Gli ho detto di no per tre volte. Di non iniziare i lavori, perché non c’erano le condizioni per dare il via libera,

aveva spiegato la ragazza in Procura. Adesso aggiunge:

Sono dichiarazioni che ho già fatto in Tribunale. Ci sono dei regolamenti che vanno rispettati, anche perché si è ben consapevoli che ci sono delle persone sui binari.

L’incidente, che ha ascoltato in diretta nel corso di una telefonata, la terza, l’ha sconvolta.

È un evento che non si può dimenticare – spiega -. Non è stato semplice, in quelle situazioni bisogna reagire e non dimenticare il proprio ruolo. Sono consapevole di aver fatto il mio lavoro nel migliore dei modi, rispettando il regolamento. Più di quello non avrei potuto fare.

Toccava a Massa, infatti, aspettare per poter dare l’ok. E il caposquadra, Andrea Girardin Gibin, salvo per miracolo, avrebbe dovuto opporsi alla decisione di inviare i suoi uomini sui binari prima del previsto. Entrambi rischiano una condanna per disastro ferroviario e omicidio plurimo con dolo eventuale.

Al via gli accertamenti sulla scatola nera del treno

Proseguono, intanto, gli accertamenti disposti dalla Procura di Ivrea per fare luce sul caso. Nei prossimi giorni inizieranno gli esami sulla scatola nera del treno. Così come si tenterà di estrapolare informazioni dai telefoni cellulari delle vittime. Agli atti delle indagini è già finito il video ripreso da Kevin Laganà, la più giovane delle vittime, in cui Massa spiegava a lui e ai suoi colleghi come fare nel caso in cui il treno fosse arrivato. Una prassi, secondo alcuni ex dipendenti della ditta coinvolta nell’incidente, per velocizzare i lavori. Se fosse accertato, il numero degli indagati potrebbe, di conseguenza, aumentare.

I sospetti sull’alterazione della scena del sinistro

Dopo aver ricostruito l’esatta dinamica dell’incidente, gli inquirenti si concentreranno anche sugli attimi immediatamente successivi. Sembra infatti che qualcuno abbia attivato, dopo il sinistro, un dispositivo di sicurezza chiamato d.o.b che, simulando il passaggio di un treno, fa scattare il semaforo rosso e che prima, al momento dell’impatto, non c’era (i superstiti hanno sempre parlato di un semaforo verde).
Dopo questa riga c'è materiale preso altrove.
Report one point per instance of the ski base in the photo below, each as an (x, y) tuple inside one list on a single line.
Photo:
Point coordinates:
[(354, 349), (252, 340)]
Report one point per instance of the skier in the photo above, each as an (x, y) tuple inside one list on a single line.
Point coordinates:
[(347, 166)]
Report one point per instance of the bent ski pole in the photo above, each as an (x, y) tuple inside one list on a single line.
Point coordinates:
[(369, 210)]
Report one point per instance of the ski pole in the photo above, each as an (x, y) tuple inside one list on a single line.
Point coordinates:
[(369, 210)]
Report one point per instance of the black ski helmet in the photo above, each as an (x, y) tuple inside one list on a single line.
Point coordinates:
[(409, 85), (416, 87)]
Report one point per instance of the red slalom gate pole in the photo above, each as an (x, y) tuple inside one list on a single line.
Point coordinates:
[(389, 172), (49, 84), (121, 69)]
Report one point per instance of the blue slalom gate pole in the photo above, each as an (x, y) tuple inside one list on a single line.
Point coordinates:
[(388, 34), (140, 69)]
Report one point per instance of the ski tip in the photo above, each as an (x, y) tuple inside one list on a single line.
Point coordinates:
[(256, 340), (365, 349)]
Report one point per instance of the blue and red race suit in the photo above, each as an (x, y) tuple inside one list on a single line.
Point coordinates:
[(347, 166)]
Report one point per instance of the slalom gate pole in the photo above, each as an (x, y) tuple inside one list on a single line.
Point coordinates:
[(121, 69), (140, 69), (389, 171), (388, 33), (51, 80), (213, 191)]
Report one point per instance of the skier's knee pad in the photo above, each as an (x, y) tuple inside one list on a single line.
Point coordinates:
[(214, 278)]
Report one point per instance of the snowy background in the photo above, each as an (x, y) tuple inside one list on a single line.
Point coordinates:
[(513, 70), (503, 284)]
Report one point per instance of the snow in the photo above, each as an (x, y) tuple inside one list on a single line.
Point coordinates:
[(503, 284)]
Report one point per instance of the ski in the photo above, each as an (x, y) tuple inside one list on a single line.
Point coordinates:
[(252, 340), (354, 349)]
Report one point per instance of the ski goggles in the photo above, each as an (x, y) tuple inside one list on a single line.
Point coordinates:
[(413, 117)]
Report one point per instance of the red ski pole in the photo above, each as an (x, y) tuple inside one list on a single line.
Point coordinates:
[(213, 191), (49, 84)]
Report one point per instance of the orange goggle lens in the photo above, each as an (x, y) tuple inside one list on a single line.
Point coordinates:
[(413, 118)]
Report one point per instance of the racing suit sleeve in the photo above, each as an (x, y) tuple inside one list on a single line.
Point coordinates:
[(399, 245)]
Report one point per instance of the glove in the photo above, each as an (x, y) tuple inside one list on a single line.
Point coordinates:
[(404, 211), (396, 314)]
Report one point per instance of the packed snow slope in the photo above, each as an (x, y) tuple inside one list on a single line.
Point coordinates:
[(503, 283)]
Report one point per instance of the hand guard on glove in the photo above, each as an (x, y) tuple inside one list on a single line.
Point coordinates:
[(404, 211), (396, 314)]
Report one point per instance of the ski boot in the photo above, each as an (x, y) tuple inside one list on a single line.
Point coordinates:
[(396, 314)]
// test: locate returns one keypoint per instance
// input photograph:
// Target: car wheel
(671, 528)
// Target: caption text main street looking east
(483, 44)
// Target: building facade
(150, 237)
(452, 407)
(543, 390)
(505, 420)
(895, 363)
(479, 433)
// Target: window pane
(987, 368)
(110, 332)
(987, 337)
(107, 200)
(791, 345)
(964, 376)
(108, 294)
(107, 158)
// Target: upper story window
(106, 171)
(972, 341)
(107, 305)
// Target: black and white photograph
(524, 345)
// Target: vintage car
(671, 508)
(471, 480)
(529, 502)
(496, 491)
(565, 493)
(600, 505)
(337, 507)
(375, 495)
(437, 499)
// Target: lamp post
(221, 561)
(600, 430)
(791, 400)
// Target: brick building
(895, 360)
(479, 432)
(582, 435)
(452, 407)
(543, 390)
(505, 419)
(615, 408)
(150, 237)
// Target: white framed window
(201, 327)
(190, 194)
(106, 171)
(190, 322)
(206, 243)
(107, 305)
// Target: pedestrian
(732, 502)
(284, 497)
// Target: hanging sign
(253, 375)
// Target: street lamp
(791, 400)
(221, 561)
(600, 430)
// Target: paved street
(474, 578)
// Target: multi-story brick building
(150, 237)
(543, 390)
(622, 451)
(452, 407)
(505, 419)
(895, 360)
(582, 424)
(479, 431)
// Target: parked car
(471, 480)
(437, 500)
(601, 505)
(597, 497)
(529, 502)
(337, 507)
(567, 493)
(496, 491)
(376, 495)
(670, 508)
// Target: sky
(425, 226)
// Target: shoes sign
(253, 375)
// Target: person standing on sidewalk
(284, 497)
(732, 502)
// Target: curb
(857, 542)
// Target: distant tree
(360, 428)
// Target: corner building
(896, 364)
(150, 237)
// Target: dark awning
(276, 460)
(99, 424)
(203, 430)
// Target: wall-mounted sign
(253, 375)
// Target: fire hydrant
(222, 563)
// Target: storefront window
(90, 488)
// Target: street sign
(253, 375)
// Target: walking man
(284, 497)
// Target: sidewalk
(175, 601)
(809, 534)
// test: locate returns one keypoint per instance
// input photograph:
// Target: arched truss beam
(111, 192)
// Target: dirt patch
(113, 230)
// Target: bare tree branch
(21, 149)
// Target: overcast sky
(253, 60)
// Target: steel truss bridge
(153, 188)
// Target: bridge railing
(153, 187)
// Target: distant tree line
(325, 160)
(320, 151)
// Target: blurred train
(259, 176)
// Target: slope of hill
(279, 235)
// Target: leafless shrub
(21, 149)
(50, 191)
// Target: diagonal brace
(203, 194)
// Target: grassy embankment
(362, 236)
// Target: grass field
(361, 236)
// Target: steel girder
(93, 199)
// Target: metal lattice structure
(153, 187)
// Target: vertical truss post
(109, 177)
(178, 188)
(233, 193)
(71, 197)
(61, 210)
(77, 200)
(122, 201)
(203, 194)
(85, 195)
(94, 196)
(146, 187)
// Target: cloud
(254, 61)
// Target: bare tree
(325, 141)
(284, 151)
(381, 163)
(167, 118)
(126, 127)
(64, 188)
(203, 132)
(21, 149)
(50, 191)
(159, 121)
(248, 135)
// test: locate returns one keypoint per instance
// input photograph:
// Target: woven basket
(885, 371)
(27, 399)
È stato messo per scrupolo, come elemento ulteriore di garanzia, visto che, prima dell’interruzione, avrebbe dovuto passare un altro treno? O si è cercato, in qualche modo, di manomettere la “scena del crimine”? È ciò che, tra le tante cose, si punta a chiarire. Da ministro delle Infrastrutture e dei Trasporti, Salvini ha già nominato un’apposita commissione di inchiesta.